Sampai setiap saya bercermin bertanya sendiri, “Mirror on the wall, who’s the most beautiful of all? Sewaktu saya wisuda si Untung saya undang, tapi ia tak bisa datang, akhirnya saya kirimi dia CD foto-foto wisuda saya. Setelah itu Untung berkomentar, “Apaan itu, aku nggak suka. Menor. Lipstik-mu nggak pantes. Hii, merah banget, bedakmu apa lagi kayak topeng”. Untung sangat senang kedengarannya saat men-down-kan mental saya. Secara tak langsung mengatakan: J E L E K. Saya memaklumi, dia lebih paham make-up dari pada saya. Karena dia bekerja di bidang Advertising. Yang sehari-hari bertemu dengan wanita cantik dengan polesan make-up.
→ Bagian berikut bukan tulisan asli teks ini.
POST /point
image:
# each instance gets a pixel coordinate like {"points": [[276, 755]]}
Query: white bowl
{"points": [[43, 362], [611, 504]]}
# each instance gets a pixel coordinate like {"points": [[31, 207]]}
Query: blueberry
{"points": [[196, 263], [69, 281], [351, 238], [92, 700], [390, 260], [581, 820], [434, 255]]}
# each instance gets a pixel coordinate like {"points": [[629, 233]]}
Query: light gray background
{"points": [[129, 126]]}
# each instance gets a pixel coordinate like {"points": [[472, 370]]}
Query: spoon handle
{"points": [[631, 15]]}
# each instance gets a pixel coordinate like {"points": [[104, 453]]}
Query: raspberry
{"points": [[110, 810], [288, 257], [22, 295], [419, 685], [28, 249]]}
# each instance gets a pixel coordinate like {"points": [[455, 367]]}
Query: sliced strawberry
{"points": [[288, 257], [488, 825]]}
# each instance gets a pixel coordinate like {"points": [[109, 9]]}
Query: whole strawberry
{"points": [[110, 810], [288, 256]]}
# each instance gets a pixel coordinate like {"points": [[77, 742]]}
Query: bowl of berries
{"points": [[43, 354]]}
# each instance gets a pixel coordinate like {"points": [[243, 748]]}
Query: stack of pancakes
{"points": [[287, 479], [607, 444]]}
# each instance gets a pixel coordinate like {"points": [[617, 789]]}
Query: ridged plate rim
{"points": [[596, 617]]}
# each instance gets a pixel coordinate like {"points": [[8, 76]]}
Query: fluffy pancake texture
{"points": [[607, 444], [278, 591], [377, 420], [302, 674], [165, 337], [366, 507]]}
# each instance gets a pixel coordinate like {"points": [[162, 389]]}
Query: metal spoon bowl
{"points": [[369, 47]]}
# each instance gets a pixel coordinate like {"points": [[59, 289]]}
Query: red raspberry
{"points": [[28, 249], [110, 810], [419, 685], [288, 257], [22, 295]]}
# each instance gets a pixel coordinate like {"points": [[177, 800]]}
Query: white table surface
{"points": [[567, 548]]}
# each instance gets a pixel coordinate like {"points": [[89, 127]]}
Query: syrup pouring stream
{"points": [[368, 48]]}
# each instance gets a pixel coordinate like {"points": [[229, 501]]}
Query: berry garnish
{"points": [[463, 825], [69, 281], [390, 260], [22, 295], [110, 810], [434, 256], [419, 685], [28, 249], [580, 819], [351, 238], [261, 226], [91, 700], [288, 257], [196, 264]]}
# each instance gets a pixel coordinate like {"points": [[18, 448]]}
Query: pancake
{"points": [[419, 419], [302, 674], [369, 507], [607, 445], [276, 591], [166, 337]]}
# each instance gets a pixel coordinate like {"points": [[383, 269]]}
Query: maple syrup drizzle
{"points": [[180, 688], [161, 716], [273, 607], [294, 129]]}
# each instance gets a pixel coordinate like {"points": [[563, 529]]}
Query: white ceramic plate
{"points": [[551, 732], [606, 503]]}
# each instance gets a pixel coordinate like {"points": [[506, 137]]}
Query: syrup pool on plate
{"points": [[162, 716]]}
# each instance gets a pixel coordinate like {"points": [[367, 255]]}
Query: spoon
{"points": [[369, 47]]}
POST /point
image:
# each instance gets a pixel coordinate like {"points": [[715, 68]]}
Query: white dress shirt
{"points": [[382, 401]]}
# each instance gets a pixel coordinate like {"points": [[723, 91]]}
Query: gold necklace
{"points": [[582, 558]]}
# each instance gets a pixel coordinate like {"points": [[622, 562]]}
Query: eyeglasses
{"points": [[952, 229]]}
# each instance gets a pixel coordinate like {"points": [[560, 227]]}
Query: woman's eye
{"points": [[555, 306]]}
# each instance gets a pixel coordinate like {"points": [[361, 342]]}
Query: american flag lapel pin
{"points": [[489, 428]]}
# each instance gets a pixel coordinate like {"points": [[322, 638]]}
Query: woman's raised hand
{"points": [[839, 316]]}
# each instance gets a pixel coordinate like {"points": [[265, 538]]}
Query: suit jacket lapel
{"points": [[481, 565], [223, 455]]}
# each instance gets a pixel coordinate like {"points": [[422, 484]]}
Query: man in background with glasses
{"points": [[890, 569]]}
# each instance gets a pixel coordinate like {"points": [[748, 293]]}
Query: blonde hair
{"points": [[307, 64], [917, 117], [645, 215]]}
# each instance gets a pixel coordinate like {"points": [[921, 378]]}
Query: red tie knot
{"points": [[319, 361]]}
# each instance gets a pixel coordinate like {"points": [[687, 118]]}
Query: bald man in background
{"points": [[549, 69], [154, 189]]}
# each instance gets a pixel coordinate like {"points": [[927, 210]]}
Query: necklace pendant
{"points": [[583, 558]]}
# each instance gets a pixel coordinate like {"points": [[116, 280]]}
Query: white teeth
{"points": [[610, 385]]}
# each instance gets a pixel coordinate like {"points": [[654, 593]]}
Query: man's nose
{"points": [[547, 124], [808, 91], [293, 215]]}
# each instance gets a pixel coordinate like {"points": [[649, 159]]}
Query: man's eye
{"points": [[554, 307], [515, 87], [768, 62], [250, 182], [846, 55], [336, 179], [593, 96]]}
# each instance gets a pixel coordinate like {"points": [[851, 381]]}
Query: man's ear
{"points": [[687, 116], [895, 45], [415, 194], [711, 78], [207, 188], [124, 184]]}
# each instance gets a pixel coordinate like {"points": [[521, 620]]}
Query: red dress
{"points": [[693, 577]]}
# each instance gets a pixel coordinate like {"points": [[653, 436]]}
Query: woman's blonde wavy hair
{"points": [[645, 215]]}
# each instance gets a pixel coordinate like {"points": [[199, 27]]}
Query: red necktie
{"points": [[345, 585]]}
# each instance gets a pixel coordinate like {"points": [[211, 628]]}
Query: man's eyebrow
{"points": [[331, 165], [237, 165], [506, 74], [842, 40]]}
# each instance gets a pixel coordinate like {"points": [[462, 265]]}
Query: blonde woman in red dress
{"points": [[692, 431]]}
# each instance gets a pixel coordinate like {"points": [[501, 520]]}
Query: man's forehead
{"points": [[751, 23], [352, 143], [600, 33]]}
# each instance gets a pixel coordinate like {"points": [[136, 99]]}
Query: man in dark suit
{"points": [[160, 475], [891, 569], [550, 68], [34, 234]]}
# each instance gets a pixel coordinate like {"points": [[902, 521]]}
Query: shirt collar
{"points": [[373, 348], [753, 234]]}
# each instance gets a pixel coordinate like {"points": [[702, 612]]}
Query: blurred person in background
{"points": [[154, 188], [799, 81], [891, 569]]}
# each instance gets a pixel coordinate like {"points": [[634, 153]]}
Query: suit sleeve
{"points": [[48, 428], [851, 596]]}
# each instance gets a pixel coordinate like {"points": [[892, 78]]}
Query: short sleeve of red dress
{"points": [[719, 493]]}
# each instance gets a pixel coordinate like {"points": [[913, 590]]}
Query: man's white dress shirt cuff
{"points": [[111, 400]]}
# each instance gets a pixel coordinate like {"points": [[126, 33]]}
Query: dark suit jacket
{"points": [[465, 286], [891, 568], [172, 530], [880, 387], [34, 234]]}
Pernah saya tanya, “Kamu kok masih nge-jomblo, di Ibukota banyak cewek cakep bukan?”, Untung jawab, “Iya, tapi nggak Natural. Polesan!” Dan pada suatu kesempatan saya dikenalkan dengan cewek barunya yang tak jauh beda dengan polesan, sebuah produk olahan salon. Saya geli sendiri dibuatnya. Dasar Untung nggak konsisten dengan ucapan. Suatu saat saya iseng berkata pada Untung, “Tung, kalau kamu butuh model, aku bersedia sukarela jadi modelmu”, si Untung jawab dengan cuek, “Mau jadi model apa kamu? Lha wong jilbaban”. Saya senyum, memang sengaja ingin tahu bagaimana komentar dia. Padahal sebelumnya saya pernah jalan-jalan di mall, ada sebuah tabloid Islami menempelkan pengumuman ”Dicari Model Wanita Berjilbab”. Saya ingin mendaftar rasanya, tapi saya harus Facial dulu. Kan -kata Untung- saya: Jelek.